Sacred appears to be a simple Diablo clone at first glance. However, once you start playing it, you’ll quickly realize that it’s more of a high fantasy than a Diablo clone. Blizzard’s aRPG giant has overshadowed Sacred, which is one of the lesser-known games. Expansions have since been added to three of the games, as well as the original.
Although the successors are less ambitious, this is the one you’ll want to play first. A sandbox open environment where exploration is truly worthwhile is incorporated in the first Sacred, which was relatively ahead of its time in comparison to most other aRPGs and dungeon crawlers. If you can stand the aesthetics, it might be worth a shot. If that’s not the case, there are always the spinoffs.
1 PATH OF EXILE
Finally, we have the closest approach to a Diablo II successor that we’ve ever seen.

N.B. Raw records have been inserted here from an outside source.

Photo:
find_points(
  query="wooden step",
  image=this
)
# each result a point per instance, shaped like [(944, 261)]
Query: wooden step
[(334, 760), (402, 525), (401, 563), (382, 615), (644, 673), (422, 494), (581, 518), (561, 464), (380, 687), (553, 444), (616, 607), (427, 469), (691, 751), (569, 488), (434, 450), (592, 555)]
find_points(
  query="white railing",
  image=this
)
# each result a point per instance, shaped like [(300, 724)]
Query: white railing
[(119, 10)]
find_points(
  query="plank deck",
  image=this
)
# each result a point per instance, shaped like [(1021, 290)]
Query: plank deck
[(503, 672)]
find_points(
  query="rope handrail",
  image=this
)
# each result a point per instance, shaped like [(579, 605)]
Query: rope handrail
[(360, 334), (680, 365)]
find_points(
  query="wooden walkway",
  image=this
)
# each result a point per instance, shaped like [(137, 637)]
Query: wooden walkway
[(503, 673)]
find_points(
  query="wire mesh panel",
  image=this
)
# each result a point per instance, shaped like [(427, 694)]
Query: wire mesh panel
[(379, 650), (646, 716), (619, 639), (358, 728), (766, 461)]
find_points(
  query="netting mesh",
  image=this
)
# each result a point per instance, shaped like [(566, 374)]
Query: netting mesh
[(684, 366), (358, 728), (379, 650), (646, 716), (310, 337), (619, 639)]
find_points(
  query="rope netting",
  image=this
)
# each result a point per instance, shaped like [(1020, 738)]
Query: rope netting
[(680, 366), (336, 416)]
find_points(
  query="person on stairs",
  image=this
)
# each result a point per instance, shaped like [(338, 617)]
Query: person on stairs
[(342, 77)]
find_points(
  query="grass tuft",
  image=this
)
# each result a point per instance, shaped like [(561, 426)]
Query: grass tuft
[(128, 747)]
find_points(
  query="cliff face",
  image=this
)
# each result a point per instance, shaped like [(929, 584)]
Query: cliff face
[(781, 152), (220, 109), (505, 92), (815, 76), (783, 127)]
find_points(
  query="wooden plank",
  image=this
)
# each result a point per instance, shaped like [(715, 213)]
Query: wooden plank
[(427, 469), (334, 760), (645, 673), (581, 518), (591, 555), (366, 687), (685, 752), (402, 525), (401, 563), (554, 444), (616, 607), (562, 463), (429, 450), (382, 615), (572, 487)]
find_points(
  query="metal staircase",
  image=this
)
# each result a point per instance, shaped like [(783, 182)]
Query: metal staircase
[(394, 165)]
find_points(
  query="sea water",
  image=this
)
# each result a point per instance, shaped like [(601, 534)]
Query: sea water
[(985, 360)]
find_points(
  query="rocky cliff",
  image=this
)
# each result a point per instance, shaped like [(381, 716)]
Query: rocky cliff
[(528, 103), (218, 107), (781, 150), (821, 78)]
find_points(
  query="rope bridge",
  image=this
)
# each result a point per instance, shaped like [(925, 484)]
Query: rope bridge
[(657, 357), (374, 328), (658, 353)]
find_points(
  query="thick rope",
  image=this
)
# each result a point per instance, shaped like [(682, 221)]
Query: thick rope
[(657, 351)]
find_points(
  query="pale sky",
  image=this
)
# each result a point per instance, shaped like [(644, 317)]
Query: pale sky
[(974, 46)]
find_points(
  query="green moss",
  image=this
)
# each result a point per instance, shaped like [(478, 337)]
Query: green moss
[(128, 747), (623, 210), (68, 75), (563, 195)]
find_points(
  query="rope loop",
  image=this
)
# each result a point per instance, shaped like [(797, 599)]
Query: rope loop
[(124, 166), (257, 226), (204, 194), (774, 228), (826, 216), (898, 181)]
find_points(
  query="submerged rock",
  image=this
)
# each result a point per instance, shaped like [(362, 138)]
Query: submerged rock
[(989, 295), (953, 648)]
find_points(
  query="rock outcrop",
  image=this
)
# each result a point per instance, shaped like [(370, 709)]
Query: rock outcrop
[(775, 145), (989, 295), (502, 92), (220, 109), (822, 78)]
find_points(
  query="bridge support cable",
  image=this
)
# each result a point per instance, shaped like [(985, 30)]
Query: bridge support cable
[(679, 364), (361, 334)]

More than Diablo III, Path of Exile has been lauded as the spiritual successor to the original two Diablo games. You can play the game online for free and adjust your character’s playstyle to suit your own preferences.
The multiple layers of gameplay, including the passive skill tree, the skill gems, and the armor sockets, are to blame for this. As a result, the character creation mechanism in this aRPG is one of the most comprehensive in recent memory. If you haven’t played Diablo II, you may be a little intimidated by this game’s high learning curve.